- Born: 1987 (age 38–39) Les Îles-de-la-Madeleine, Quebec, Canada
- Occupations: actress; dancer; singer;

= Patricia McKenzie =

Canadian actress, producer, dancer and singer

Patricia McKenzie (born March 3, 1987) is a Canadian actress, producer, dancer and singer.

==Career==
Patricia is best known as an actress for her role in Cosmopolis and on television as Reena in Charlie Jade and Jenn in Naked Josh.

On stage, McKenzie has performed in numerous musicals, including The Lion King, the French production of Chicago, and Notre-Dame de Paris.

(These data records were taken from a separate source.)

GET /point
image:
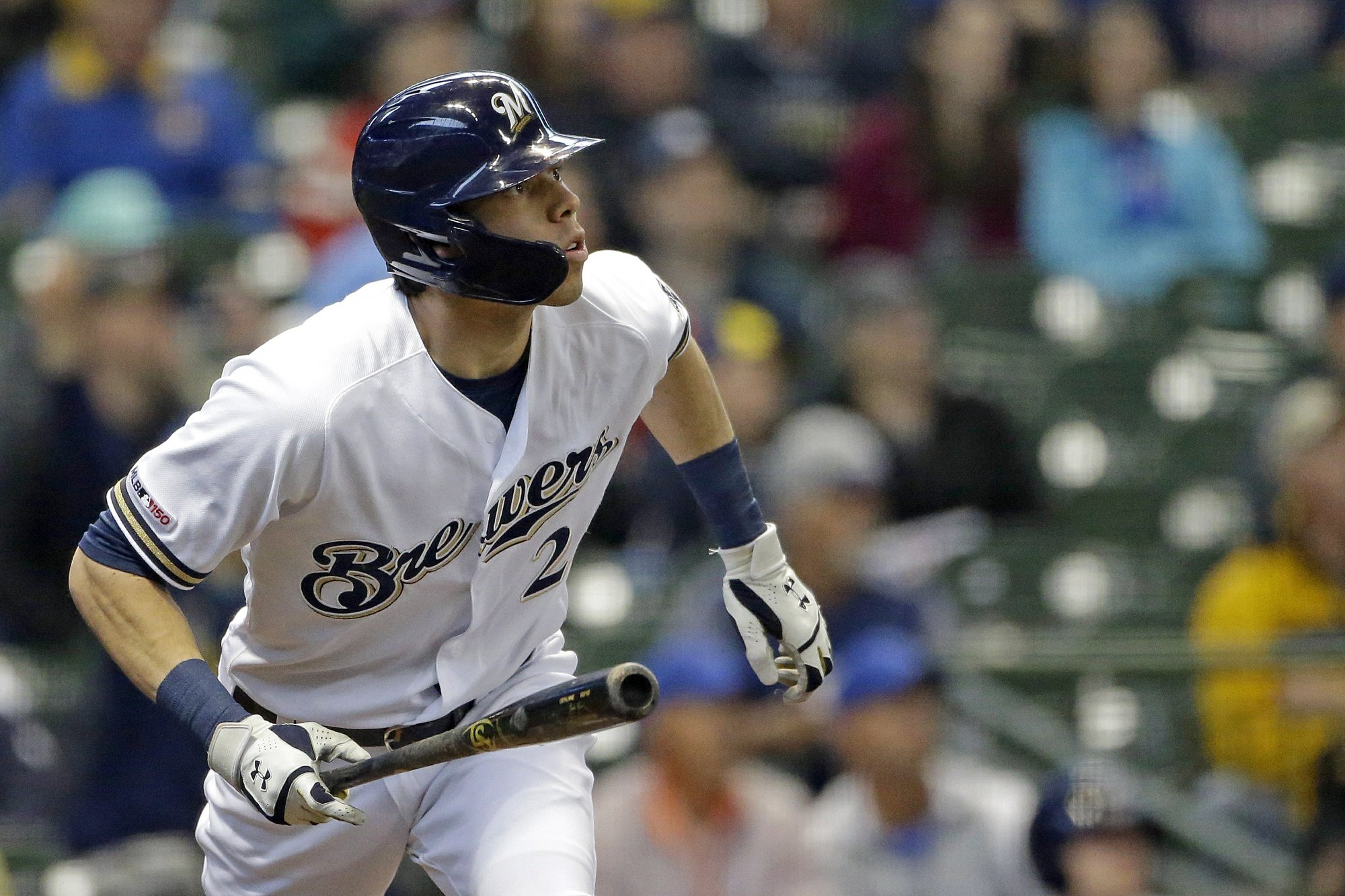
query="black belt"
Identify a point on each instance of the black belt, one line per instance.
(392, 737)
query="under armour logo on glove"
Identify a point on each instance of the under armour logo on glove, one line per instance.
(766, 598)
(290, 754)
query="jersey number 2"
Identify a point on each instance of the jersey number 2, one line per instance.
(555, 569)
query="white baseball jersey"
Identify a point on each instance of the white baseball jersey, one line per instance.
(404, 552)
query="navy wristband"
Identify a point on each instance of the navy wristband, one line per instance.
(719, 481)
(194, 696)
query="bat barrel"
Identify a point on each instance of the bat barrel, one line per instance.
(623, 693)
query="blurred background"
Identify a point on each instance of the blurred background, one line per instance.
(1030, 315)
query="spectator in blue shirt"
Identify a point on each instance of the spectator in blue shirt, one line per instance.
(99, 96)
(1136, 192)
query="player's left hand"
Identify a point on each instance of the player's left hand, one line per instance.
(766, 598)
(275, 767)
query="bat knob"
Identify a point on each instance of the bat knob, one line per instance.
(633, 689)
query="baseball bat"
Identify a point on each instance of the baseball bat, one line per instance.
(606, 698)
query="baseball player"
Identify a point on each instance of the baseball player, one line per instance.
(408, 475)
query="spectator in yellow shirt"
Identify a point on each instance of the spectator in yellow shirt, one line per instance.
(1266, 724)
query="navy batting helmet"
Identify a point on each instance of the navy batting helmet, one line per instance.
(438, 145)
(1093, 797)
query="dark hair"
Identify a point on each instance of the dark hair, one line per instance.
(408, 287)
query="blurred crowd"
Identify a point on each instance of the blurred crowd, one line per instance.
(176, 190)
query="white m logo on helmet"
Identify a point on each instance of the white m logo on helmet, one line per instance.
(516, 107)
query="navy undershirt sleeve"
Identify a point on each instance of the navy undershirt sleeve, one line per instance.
(720, 483)
(500, 393)
(194, 696)
(190, 692)
(106, 544)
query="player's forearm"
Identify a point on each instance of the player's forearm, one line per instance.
(687, 413)
(689, 420)
(138, 623)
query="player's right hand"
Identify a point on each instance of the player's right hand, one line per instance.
(275, 767)
(766, 598)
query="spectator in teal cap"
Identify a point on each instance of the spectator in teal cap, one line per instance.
(909, 817)
(692, 815)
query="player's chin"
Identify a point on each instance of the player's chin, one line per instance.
(570, 291)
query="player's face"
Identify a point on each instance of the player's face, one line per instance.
(540, 209)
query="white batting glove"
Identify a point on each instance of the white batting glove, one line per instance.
(766, 598)
(275, 767)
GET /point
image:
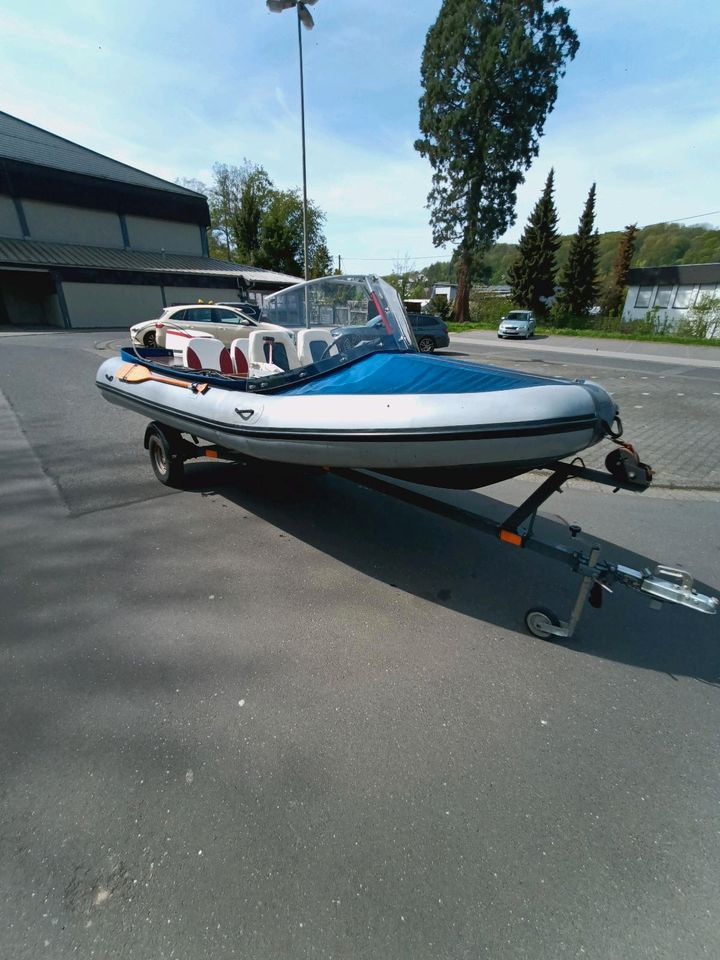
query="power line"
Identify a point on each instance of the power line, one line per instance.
(434, 256)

Her film and television roles include Gangland Undercover, Sigma, Stardom, Soul Food, Blue Murder, Bliss, Bob Gratton: Ma Vie, Student Bodies, Flowers Don't Last, The Take-Away Bride, Tout sur moi and Cosmopolis.

==Filmography==

- TSN Caribbean Workout (1998)
- No Alibi (2000)
- Student Bodies (2000)
- La vie après l'amour (2000)
- Stardom (2000)
- Soul Food (2002)
- Blue Murder (2003)
- Bliss (2004)
- Naked Josh (2004–2006)
- Sigma (2005)
- The Take-Away Bride (2005)
- Charlie Jade (2005)
- Flowers Don't Last (2006)
- Bob Gratton, ma vie/My Life (2007)
- Les Sœurs Elliot (2007–2008)
- The Perfect Assistant (2008)
- Tout sur moi (2008)
- The Telephone Eulogies (2008)
- Phantom (2009)
- Die (2010)
- Blue Mountain State (2010)
- Mirador (2011)
- Black Cadillacs (2011)
- The Will (2012)
- Cosmopolis (2012)
- Claddagh (2012–2013)
- Fidelity (2013)
- Still Life: A Three Pines Mystery (2013)
- 30 vies (2013–2014)
- Trauma (2014)
- La théorie du K.O. (2014)
- Bully Fighters (2014)
- Gangland Undercover (2015)
- 2 femmes à Hollywood (2015)
- Anathema (2016)
- The Kindness of Strangers (2019)

== Awards ==

Patricia received a 2006 Gemini nomination for Best Supporting Actress in Charlie Jade.

Naked Josh was nominated for a 2006 Monte-Carlo Television Festival Award for Best Comedy Ensemble.